Malcolm Wallace <[EMAIL PROTECTED]> wrote,
> Sven says:
>
> > I'd like to finish discussion around the low-level aspects of the
> > FFI, so I propose the following: If none of the implementors yells
> > loudly that the ForeignObj FFI rule is costly to implement, this
> > lifetime rule should be left as it is. (It can't be hard to implement,
> > because as a fallback the StablePtr "trick" could be used.) We all
> > agree that it is easy and safe to use, and captures a common case.
>
> As the implementor of the primitive FFI in nhc98, I'm sitting here
> somewhat baffled. For us, the ForeignObj rule is not only easy to
> implement - it requires no implementation whatsoever! It would be far
> more difficult to try to get ForeignObjs to deallocate themselves
> randomly whilst they are still live.

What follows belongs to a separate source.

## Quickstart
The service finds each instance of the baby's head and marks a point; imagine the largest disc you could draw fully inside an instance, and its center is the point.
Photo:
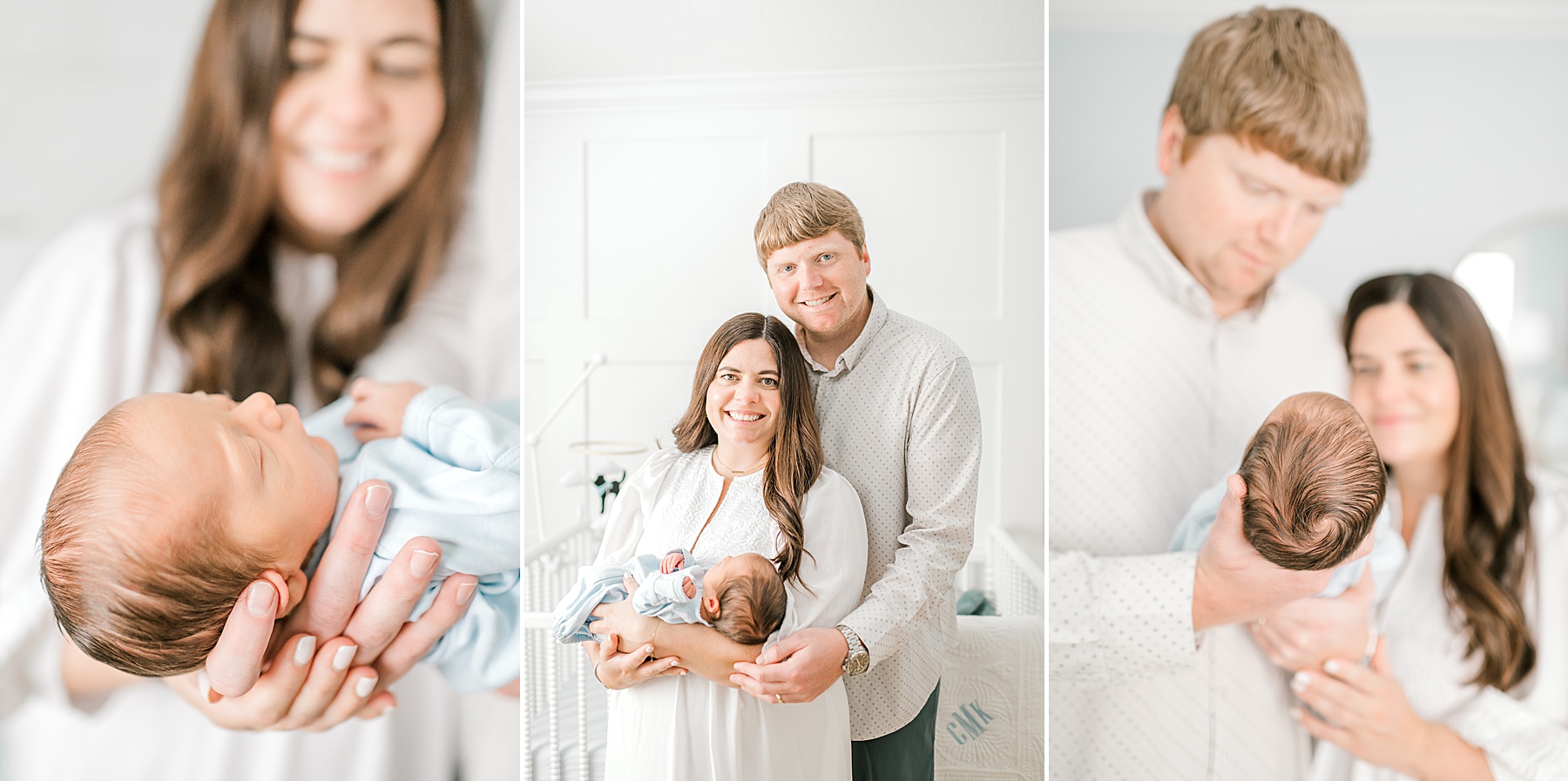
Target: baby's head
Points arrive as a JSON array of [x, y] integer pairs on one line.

I remember this discussion of a
> so-called "special rule" for ForeignObjs from previously, and I still
> don't understand why it is "special" rather than the obvious and only
> way to do things.
It isn't that trivial in general. In particular, IIRC, this
rule wasn't implemented by ghc a while ago. In case of a
tail call to a C routine, ghc could deallocate the stack
frame of the caller (which might hold the last reference to
the ForeignObj) _before_ calling C, and then, the object
could be gc'ed during a re-entry to Haskell from C.
In nhc, the problem doesn't occur because of the closures
that you build for every foreign call - at least that was
the explanation that you gave me a while ago. In some
sense, it is nhc's lack of tail call optimisation in case of
C calls that makes the issue seem trivial to you.